Née en 1926, quand le Royaume-Uni gouverne encore un quart de la masse terrestre, Elizabeth, devenue reine en 1952, assure un moment de bouleversement fondamental dans l’histoire britannique : l’abandon de l’espace colonial, le repli sur les frontières du pays. Amorcé au lendemain de la deuxième guerre mondiale, le mouvement s’achève à la fin des années 1960. Reine d’une « monarchie complètement parlementaire », comme l’écrit le site Le Grand Continent, Elizabeth ne gouverne pas : elle est la voix de la majorité politique de l’heure.

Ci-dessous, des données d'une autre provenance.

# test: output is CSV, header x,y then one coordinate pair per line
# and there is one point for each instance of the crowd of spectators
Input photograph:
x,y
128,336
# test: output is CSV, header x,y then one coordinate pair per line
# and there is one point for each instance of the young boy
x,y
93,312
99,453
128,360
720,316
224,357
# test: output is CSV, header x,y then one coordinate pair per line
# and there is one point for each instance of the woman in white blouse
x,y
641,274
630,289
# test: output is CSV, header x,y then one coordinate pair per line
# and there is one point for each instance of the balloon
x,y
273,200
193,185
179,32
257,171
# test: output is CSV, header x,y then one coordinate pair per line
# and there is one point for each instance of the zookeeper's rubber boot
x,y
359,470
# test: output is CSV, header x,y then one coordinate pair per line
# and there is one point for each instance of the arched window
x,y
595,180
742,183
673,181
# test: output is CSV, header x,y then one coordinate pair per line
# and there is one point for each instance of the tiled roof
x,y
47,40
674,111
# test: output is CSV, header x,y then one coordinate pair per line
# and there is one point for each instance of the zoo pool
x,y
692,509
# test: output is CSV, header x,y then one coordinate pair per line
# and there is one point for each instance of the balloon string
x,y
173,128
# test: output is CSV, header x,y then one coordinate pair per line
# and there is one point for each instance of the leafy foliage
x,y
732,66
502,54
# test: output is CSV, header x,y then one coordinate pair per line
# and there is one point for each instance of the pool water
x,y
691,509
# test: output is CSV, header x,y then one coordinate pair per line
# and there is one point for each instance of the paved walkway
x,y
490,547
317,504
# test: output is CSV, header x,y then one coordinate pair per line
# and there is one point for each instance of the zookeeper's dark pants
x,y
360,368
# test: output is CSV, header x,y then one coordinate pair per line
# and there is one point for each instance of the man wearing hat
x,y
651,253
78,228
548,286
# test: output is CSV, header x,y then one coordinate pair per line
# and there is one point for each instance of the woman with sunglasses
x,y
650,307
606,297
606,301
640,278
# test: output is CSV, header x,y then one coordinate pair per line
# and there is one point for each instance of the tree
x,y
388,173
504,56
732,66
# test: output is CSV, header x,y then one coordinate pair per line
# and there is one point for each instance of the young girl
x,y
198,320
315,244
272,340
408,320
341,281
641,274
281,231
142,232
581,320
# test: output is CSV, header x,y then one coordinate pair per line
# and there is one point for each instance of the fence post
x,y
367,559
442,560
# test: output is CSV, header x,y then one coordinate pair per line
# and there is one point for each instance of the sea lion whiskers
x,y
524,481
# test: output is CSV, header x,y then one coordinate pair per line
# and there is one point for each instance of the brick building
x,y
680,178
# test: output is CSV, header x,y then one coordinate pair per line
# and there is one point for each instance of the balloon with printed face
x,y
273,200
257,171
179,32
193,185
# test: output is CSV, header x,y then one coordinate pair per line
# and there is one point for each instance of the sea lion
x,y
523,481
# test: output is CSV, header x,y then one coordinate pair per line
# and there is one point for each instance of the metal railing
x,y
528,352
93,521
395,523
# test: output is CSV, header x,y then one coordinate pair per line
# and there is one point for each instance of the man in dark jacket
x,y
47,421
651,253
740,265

Elle imprime pourtant sa marque. « Il lui est revenu d’être la souveraine qui va superviser cette transition finale d’un empire à une puissance postimpériale », écrit Gideon Rachman dans le Financial Times du 9 septembre. « Et elle a prouvé que la fin d’un empire pouvait être affaire de réconciliation et non de revanchisme », ajoute-t-il.
Histoire heureuse
Des drames, il y eut, des tragédies (la séparation de l’Inde et du Pakistan), des répressions atroces (celle de l’insurrection des Mau-Mau au Kenya), des humiliations (à Suez, en Egypte). Mais il y eut aussi, entre Londres et ses anciennes colonies, la naissance d’une communauté originale – le Commonwealth. La reine Elizabeth y était attachée. Exerçant une lointaine et symbolique tutelle sur les ex-membres de l’empire, elle a cultivé des liens privilégiés avec eux, faits d’intérêts économiques, militaires et culturels partagés – ces derniers incarnés dans quelques solides piliers : l’anglais, le cricket et le polo (du sérieux). Passé de puissance mondiale à puissance européenne, le royaume s’est épanoui, libéré, enrichi. Il a maintenu sa place parmi les principales économies de la planète. L’abandon de l’empire a sans doute été l’une des conditions de cette histoire heureuse.